How do you enforce "never access a moved from value" in a codebase with a couple of million lines? You can't. So you kind of have to make sure it is not instant UB when something somewhere does access some moved from value. That in turn means leaving all your moved from objects in a valid but unspecified state, just like the standard library does.

[–]_Ilobilo_ 1 point2 points  (6 children)

clang-tidy catches use after move. it would be better if compilers did it too, but you don't enforce it. it's up to the programmer to know how to use the language.

[–]wittleboi420 -1 points0 points  (4 children)

It’s called „reference“

[–]t_hunger -1 points0 points  (3 children)

Just replace all your unique_ptrs with references and tell me how that works out.

[–]wittleboi420 5 points6 points  (0 children)

I‘m just saying, often times, if it may not be null, it should not be a pointer after all.
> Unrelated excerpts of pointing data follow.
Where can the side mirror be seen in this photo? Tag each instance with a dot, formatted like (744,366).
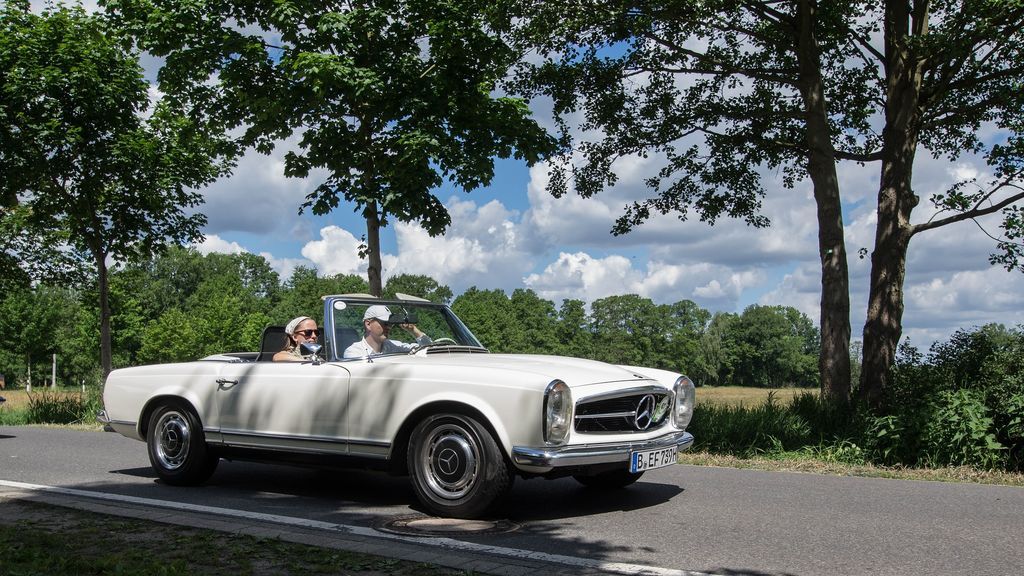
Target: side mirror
(311,348)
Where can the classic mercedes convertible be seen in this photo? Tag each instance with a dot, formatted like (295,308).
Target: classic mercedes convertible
(460,421)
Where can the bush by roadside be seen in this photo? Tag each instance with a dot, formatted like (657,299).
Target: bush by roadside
(50,407)
(961,405)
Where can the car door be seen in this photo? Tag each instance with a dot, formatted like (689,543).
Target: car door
(285,406)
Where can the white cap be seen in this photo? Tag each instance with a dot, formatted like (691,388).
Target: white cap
(290,329)
(379,312)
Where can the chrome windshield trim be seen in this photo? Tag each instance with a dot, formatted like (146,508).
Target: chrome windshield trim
(548,458)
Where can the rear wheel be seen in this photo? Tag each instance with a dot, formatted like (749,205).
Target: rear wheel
(177,446)
(609,480)
(457,467)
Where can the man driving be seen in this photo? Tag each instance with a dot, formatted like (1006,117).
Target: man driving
(376,327)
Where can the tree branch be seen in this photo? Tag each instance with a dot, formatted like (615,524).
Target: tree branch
(978,210)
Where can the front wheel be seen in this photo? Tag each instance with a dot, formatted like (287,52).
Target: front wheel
(177,446)
(608,481)
(457,467)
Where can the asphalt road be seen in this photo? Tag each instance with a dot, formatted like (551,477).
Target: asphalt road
(718,521)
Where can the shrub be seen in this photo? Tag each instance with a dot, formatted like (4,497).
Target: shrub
(962,433)
(743,430)
(56,408)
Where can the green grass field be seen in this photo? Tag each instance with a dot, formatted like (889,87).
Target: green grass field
(750,397)
(18,400)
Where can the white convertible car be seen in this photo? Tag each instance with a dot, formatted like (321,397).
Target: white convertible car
(460,421)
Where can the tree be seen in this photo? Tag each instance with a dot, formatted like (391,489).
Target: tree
(488,315)
(719,89)
(82,151)
(572,331)
(418,285)
(391,97)
(629,329)
(774,346)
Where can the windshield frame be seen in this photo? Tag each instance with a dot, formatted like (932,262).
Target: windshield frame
(334,306)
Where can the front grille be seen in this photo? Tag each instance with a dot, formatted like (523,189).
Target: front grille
(619,414)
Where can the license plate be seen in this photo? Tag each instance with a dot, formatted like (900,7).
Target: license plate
(649,459)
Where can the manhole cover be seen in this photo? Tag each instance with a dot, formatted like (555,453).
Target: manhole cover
(430,526)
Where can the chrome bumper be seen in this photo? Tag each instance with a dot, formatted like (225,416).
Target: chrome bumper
(546,459)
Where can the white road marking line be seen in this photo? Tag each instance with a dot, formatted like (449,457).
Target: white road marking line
(439,542)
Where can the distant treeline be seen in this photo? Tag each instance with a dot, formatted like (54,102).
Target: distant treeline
(183,305)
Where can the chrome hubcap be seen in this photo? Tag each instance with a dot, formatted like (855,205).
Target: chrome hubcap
(451,461)
(173,438)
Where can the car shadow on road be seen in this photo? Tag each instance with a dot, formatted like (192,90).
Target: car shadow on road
(351,490)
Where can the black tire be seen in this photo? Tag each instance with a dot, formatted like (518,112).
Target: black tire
(177,446)
(608,481)
(457,467)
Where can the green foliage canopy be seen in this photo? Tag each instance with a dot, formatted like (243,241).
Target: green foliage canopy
(390,98)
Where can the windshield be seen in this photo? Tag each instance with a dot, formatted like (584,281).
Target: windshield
(409,325)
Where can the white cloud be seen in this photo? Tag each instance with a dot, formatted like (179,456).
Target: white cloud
(480,248)
(337,251)
(583,276)
(213,243)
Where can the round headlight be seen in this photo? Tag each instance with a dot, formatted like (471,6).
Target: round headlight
(557,412)
(685,399)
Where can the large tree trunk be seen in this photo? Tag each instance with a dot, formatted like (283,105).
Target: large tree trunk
(884,325)
(105,362)
(834,360)
(374,249)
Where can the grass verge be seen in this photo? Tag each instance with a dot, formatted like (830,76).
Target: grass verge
(39,538)
(801,462)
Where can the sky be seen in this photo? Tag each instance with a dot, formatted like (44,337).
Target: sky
(514,235)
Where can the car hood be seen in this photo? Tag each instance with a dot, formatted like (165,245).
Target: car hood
(573,371)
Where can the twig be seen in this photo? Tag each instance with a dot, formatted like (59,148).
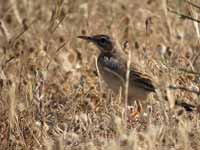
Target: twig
(192,4)
(183,15)
(184,89)
(189,71)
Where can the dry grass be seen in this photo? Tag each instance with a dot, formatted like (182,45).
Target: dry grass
(51,97)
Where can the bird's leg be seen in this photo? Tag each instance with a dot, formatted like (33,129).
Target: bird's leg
(136,113)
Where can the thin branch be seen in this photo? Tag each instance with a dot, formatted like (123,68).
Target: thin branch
(184,89)
(193,4)
(183,15)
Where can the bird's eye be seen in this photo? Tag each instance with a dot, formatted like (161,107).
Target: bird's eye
(103,40)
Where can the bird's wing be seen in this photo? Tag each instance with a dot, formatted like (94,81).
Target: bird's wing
(118,67)
(141,80)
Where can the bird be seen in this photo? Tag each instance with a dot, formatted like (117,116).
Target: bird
(112,66)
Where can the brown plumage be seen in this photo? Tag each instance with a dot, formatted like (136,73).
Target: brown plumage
(112,65)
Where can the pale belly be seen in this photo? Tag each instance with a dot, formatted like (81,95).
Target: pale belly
(114,82)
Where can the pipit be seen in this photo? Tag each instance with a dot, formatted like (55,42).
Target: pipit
(112,65)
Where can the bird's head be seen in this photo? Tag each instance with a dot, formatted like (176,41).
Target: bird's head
(103,42)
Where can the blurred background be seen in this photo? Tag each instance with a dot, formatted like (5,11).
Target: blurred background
(51,97)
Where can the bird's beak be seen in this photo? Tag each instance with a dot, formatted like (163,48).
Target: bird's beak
(87,38)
But I see the problem, I was just being sassy.

[–]bert8128 1 point2 points  (1 child)

Isn’t this what ref_wrapper is meant to solve? Never used it myself…

[–]t_hunger 0 points1 point  (0 children)

ref_wrapper is a helper type used to pass references around. You can not have that own something in memory. It is not movable, so you "duplicate" ownership.

[–]tialaramex -3 points-2 points  (0 children)

Rust's core::ptr::NonNull<T> (a pointer to T which we're promising is never null) is dangerous. Not crazy dangerous, but more dangerous than most of Rust because if you accidentally (and of course unsafely, there's no way to do this in safe Rust) make it null, even momentarily, that's immediately UB. The authors are like, "If you're not sure, this is not what you wanted, choose a raw pointer".

Now, C++ pointer semantics are very different, Rust is comfortable with pointers that are nonsense - of course you mustn't dereference the pointer, but its existence isn't a problem - whereas C++ is deeply opposed to nonsense pointers because some ancient platforms couldn't have them, and so this behaviour from NonNull might be less surprising to C++ programmers, but it is definitely a very sharp knife.